Modernised clothing, set and language keep this production rooted very firmly in twentieth- and twenty-first century politics (Richard III at one point has phone calls with Trump, Merkel, and Putin, an interesting idea that, to me, came off as tasteless, one of the few missteps of the show). The entire production is in Dutch, with English surtitles, a daunting thought that turned out to add even more to the underlying themes of the plays. Given the overall theme of Englishness and who deserves an English crown, the Dutch language undercut the potential for jingoism or nationalism.
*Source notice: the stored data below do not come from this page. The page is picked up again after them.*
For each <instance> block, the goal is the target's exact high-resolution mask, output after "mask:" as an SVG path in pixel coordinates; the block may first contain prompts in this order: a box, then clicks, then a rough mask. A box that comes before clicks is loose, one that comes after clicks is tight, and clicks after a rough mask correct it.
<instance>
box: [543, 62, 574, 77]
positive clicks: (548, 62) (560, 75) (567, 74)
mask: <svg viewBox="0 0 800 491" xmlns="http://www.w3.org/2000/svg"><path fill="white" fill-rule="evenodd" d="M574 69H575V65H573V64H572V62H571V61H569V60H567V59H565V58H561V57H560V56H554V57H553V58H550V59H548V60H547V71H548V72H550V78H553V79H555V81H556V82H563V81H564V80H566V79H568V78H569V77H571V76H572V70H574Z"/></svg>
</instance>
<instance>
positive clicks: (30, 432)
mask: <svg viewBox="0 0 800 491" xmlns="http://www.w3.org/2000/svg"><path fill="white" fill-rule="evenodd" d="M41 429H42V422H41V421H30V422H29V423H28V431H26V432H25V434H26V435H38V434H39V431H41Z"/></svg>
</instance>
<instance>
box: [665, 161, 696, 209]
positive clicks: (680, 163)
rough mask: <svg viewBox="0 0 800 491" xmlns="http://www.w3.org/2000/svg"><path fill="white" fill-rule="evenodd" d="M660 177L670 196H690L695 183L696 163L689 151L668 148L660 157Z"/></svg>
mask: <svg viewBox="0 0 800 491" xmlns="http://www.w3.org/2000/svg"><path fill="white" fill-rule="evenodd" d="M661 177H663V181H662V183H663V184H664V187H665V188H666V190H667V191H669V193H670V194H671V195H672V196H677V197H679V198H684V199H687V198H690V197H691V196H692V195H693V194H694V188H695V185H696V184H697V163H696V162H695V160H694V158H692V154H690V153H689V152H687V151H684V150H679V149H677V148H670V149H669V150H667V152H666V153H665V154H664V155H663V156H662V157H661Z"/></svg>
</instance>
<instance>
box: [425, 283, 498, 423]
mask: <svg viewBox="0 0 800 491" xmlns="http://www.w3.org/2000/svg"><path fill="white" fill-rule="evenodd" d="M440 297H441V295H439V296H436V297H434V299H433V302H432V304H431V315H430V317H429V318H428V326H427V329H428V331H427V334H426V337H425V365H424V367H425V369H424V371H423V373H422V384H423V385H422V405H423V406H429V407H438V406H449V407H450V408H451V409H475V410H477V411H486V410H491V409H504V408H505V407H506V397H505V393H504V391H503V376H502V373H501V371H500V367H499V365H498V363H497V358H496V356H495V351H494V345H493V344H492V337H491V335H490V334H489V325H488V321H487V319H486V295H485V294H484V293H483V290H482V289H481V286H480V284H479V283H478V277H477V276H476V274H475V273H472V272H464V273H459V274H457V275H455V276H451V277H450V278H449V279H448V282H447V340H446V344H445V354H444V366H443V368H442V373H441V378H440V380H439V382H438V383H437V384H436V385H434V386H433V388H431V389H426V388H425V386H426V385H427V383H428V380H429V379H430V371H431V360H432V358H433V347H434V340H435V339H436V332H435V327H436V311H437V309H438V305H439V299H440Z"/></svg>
The trimming of the plays (five plays in four hours is no mean feat) is all done with precision, turning Shakespeare’s words to the best use in exploring war, and cutting anything that doesn’t fulfil that purpose. Musicians and singers on stage provide fitting background while also maintaining the pomp and ceremony one would expect from the English Kings.
The actors themselves were powerful and emotive, with immense discipline. Ramsey Nasr as Henry V (and later as Henry Tudor) is particularly noteworthy, filling the role with solemnity, battle lust, aggression, and comedy (during his wooing of Katherine). Eelco Smits as Henry VI is heart-breakingly pathetic, seeming so young and lost amid the swarm of scheming nobles and his own femme fatale wife. Hans Kesting as Richard III is playful and mischievous, as well as madly evil and self-congratulatory.
This is certainly not for everyone – four hours of political intrigue, murder, war, and death entirely in Dutch is not an easy show. But it is spectacularly done, and even those who dislike Shakespeare will find something here to love.